Vulkan stock baseline

export LD_LIBRARY_PATH=$HOME/.local/opt/llama.cpp/current:$LD_LIBRARY_PATH

$HOME/.local/opt/llama.cpp/current/llama-bench \
  -m $HOME/.local/share/models/gguf/Qwen3.5-122B-A10B-REAP-20-Q6_K.gguf \
  -ngl 99 -fa 1 -c 131072 \
  -p 512,2048,8192,16384,32768,65536,131072 \
  -n 128

ROCm with PR #21344

We used a custom podman container because Fedora's HIP headers conflict with ROCm 7.2.1 runtime.
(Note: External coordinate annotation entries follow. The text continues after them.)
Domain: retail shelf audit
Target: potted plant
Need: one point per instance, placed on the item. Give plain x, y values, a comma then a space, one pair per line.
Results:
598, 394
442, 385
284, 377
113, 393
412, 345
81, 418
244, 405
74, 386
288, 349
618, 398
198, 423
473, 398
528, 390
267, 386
# Inside the custom container
export GGML_CUDA_ENABLE_UNIFIED_MEMORY=1

llama-bench \
  -m /models/Qwen3.5-122B-A10B-REAP-20-Q6_K.gguf \
  -ngl 99 -fa 1 -c 131072 \
  -p 512,2048,8192,16384,32768,65536,131072 \
  -n 128

Do not skip the UMA env var. Without it, ROCm sees only BIOS VRAM and performance collapses.

Speculative decoding

export LD_LIBRARY_PATH=$HOME/.local/opt/llama.cpp/current:$LD_LIBRARY_PATH

$HOME/.local/opt/llama.cpp/current/llama-server \
  -m $HOME/.local/share/models/gguf/Qwen3.5-122B-A10B-REAP-20-Q6_K.gguf \
  -md $HOME/.local/share/models/gguf/Qwen3.5-0.8B-Q4_K_M.gguf \
  --host 0.0.0.0 --port 8080 \
  -ngl 99 -ngld 99 -fa 1 -c 4096 \
  --draft-max 8 --parallel 1

For Qwen3.5 and other hybrid SSM/MoE models, you'll need PR #20075 plus the four additional fixes we documented.